A system of cells interlinked
Ya, ya know, I just was picking up some groceries and thinking about the essay, when I got hung up on the whole religious trip. Holden mentioned a drug addled mind, and various other issues affecting his psyche, and I got to thinking what led his mind down the religion road.

-Did the dementia trigger megalomaniacal episodes, inducing divine hallucinations, and focusing the mind on religious concepts, ultimately causing him to tie his own works in with The Bible as proof he had the divine connection?

-Did he get exposed to so much information, through research and writing, that there was some sort of informational breakdown (neuro-linguistic virus or Babel effect of some sort) that ultimately caused him to see a correlation between his own works and one of the first books (mayhap THE first book, but that is a topic for another thread ), which then triggered the divine connection delusions.

-Did he actually have divine connections?

-Had decades of science fiction writing finally taken it's toll, causing a psychotic break, rendering him a paranoid conspiricy theorist with a Christ complex, lost in his own worlds and the world of the The Bible, living the fiction?

- Is there any way for myself or anyone else to every even get a slight inkling as to what goes on in the deranged mind.

And last but not least, the question Mr. Dick would ask first.

- What is a deranged mind?

Quite the shopping trip I must say.



Originally Posted by Sedai
Ya, ya know, I just was picking up some groceries and thinking about the essay, when I got hung up on the whole religious trip. Holden mentioned a drug addled mind, and various other issues affecting his psyche, and I got to thinking what led his mind down the religion road.

-Did the dementia trigger megalomaniacal episodes, inducing divine hallucinations, and focusing the mind on religious concepts, ultimately causing him to tie his own works in with The Bible as proof he had the divine connection?.
If only mental illness were so divine.
__________________
Health is the greatest gift, contentment the greatest wealth, faithfulness the best relationship.
Buddha



A system of cells interlinked
Ah yes, but what IS mental illness?
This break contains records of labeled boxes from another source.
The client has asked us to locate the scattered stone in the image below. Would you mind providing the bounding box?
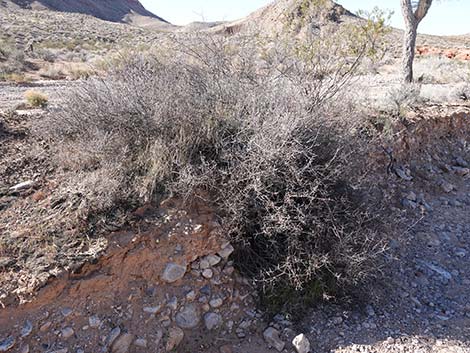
[393,167,413,181]
[366,305,375,316]
[0,336,15,352]
[60,308,73,317]
[199,259,211,270]
[162,262,186,283]
[204,313,222,330]
[186,290,196,301]
[292,333,310,353]
[202,268,214,279]
[209,298,224,308]
[205,255,222,266]
[143,305,162,315]
[106,326,121,347]
[455,157,470,168]
[175,304,200,329]
[166,296,178,310]
[218,243,235,259]
[0,257,16,269]
[134,338,148,348]
[155,329,163,347]
[39,321,52,332]
[425,262,452,280]
[263,327,286,352]
[452,167,470,176]
[166,327,184,352]
[219,345,232,353]
[61,327,75,339]
[199,284,212,296]
[439,180,455,193]
[10,180,34,192]
[111,333,134,353]
[21,320,33,337]
[88,315,101,328]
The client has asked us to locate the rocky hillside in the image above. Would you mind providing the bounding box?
[0,0,167,23]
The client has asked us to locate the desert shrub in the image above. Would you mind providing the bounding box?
[33,48,57,63]
[415,56,470,84]
[24,91,48,108]
[387,84,423,116]
[38,63,67,80]
[0,42,26,77]
[38,33,381,309]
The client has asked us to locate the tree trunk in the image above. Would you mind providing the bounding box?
[402,21,418,83]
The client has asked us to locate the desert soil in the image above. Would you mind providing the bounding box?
[0,81,470,353]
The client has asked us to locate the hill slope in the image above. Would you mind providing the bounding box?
[0,0,167,23]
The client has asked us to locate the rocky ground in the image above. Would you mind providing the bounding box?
[0,77,470,353]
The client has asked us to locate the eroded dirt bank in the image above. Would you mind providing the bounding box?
[0,106,470,353]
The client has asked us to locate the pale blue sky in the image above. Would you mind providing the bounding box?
[141,0,470,35]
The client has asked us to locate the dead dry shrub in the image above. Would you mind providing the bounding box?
[24,90,49,108]
[38,31,381,310]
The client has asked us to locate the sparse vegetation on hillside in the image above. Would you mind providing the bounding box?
[24,91,48,108]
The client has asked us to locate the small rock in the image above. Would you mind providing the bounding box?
[202,268,214,279]
[204,313,222,330]
[455,157,469,168]
[61,327,75,339]
[166,327,184,352]
[175,304,200,329]
[366,305,375,317]
[263,327,286,352]
[219,345,233,353]
[209,298,224,308]
[292,333,310,353]
[39,321,52,332]
[166,296,178,310]
[155,329,163,347]
[206,255,221,266]
[439,180,455,193]
[0,257,16,269]
[143,305,162,315]
[199,259,211,270]
[10,180,34,192]
[426,262,452,280]
[452,167,470,176]
[186,290,196,301]
[134,338,148,348]
[0,336,15,352]
[111,333,134,353]
[21,320,33,337]
[106,326,121,347]
[162,262,186,283]
[60,308,73,317]
[218,243,235,259]
[393,167,413,181]
[405,191,418,202]
[88,315,101,328]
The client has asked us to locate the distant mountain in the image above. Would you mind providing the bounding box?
[210,0,357,35]
[0,0,168,23]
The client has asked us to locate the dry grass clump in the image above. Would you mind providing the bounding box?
[24,91,49,108]
[40,29,386,305]
[0,40,26,80]
[415,56,470,84]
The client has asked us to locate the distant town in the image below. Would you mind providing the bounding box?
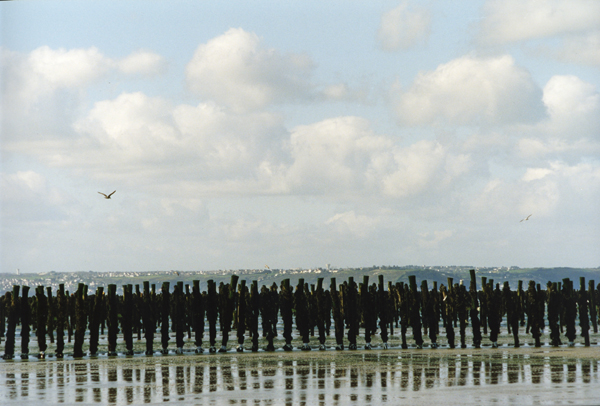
[0,265,600,294]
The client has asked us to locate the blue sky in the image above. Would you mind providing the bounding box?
[0,0,600,272]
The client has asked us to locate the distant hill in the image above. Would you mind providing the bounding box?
[0,265,600,294]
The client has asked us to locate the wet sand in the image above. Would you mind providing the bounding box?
[0,346,600,406]
[0,327,600,406]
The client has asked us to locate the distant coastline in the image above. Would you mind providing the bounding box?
[0,265,600,294]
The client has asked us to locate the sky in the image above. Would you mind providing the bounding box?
[0,0,600,273]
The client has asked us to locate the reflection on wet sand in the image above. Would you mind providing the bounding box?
[0,352,600,405]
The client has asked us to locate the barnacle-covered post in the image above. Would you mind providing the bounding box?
[121,284,133,355]
[19,286,31,359]
[205,279,219,353]
[191,280,204,354]
[141,281,156,355]
[56,283,69,359]
[35,286,48,359]
[46,286,56,344]
[73,283,87,358]
[160,282,171,354]
[3,285,21,359]
[106,283,119,357]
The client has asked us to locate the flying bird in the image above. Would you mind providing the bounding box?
[519,214,531,223]
[98,190,116,199]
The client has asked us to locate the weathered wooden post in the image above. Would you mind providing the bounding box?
[73,283,87,358]
[20,286,31,359]
[35,286,48,359]
[588,279,598,333]
[578,276,590,347]
[106,283,119,357]
[160,282,171,355]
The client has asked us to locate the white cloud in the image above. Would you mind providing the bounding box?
[418,230,454,249]
[185,28,313,112]
[480,0,600,44]
[1,46,164,119]
[0,170,72,224]
[555,30,600,66]
[378,1,431,51]
[543,75,600,138]
[287,117,392,193]
[393,55,543,125]
[325,210,379,238]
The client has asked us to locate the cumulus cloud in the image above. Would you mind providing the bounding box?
[325,210,379,238]
[0,170,71,227]
[554,30,600,66]
[185,28,313,112]
[543,75,600,138]
[480,0,600,44]
[516,75,600,163]
[286,117,471,198]
[392,55,544,125]
[378,1,431,51]
[22,92,287,195]
[1,46,164,110]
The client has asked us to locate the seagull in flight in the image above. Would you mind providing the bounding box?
[516,214,531,223]
[98,190,116,199]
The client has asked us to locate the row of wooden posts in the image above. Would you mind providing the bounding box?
[0,270,600,359]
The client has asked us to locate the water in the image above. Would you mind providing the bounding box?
[0,350,600,406]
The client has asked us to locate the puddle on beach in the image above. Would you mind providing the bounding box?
[0,351,600,406]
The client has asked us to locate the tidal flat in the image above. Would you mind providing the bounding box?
[0,345,600,406]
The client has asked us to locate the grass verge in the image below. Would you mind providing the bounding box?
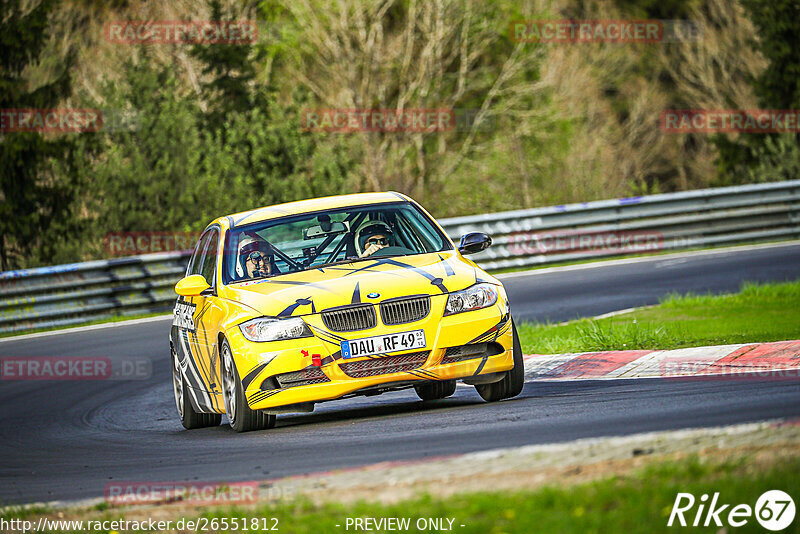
[518,282,800,354]
[0,310,170,338]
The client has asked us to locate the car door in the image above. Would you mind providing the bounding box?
[173,227,224,412]
[193,226,225,411]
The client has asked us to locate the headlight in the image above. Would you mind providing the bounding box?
[239,317,313,341]
[444,284,497,315]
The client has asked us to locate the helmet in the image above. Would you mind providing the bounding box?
[236,234,274,278]
[355,220,394,256]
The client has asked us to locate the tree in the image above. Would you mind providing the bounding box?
[715,0,800,184]
[0,0,74,270]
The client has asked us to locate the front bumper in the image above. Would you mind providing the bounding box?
[228,295,514,410]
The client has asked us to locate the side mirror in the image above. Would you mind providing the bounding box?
[175,274,211,297]
[458,232,492,255]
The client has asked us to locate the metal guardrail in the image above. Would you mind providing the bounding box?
[0,180,800,332]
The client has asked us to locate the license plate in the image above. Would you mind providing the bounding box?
[342,330,425,359]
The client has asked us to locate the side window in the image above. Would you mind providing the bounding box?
[200,230,219,287]
[186,232,211,276]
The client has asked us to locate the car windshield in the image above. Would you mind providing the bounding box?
[223,202,452,284]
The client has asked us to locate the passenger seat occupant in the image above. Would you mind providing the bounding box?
[236,235,278,279]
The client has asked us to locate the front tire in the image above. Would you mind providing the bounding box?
[219,340,276,432]
[414,380,456,400]
[171,349,222,430]
[475,319,525,402]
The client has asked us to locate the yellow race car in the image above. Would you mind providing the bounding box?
[170,192,524,432]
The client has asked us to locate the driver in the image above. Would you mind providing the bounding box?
[356,221,395,258]
[236,235,278,279]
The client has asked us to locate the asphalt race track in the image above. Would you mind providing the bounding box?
[0,244,800,504]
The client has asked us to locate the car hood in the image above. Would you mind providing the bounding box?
[225,251,496,317]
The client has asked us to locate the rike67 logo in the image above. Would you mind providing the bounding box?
[667,490,796,531]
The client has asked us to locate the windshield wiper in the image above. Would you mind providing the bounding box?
[308,256,375,269]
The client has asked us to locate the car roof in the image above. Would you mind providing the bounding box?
[220,191,409,228]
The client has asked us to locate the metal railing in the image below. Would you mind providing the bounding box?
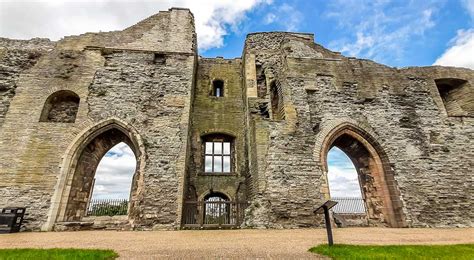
[331,197,366,214]
[183,201,248,227]
[86,199,128,216]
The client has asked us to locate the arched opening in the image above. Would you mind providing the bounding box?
[322,125,405,227]
[86,142,137,216]
[204,192,231,225]
[270,81,285,120]
[40,90,80,123]
[212,79,224,97]
[57,124,140,222]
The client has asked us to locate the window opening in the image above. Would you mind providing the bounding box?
[212,79,224,97]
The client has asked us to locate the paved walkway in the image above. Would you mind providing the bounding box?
[0,228,474,259]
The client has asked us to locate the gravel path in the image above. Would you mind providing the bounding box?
[0,228,474,259]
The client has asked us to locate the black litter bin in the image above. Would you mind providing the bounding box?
[0,207,26,233]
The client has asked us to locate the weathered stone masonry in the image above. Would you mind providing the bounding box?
[0,8,474,230]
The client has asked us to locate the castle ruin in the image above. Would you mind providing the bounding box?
[0,8,474,230]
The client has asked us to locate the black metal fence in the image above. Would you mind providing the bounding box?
[331,197,366,214]
[87,199,128,216]
[183,201,248,227]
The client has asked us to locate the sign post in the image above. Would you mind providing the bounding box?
[314,200,337,246]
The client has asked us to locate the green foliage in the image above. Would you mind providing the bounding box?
[0,248,118,260]
[309,244,474,260]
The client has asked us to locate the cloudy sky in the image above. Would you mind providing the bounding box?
[0,0,474,68]
[92,143,137,199]
[0,0,474,197]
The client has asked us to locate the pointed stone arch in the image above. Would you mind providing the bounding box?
[43,118,146,230]
[319,122,406,227]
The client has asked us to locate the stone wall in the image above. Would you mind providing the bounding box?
[0,38,54,128]
[0,9,197,230]
[187,58,247,201]
[0,8,474,230]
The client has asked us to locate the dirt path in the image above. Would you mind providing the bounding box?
[0,228,474,259]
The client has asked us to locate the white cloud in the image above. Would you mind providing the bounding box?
[263,13,277,24]
[434,29,474,69]
[0,0,272,50]
[92,143,137,199]
[462,0,474,20]
[326,0,443,63]
[327,147,362,198]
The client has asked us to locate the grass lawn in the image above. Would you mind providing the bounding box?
[309,244,474,260]
[0,248,118,260]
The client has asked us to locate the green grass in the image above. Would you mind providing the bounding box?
[309,244,474,260]
[0,248,118,260]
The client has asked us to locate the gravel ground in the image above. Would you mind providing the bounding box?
[0,228,474,259]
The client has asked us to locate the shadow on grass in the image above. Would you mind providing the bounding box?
[0,248,118,260]
[309,244,474,260]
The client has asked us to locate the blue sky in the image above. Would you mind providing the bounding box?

Some might consider sitting in traffic going to work for 40+ years, day after day, a mental illness.



Originally Posted by Sedai
Ah yes, but what IS mental illness? Some might consider sitting in traffic going to work for 40+ years, day after day, a mental illness.
I think, if you meet someone who has severe schizophrenia then you know what mental illness is, sitting in a car to go to work, sometimes is a necessity, not mental illness.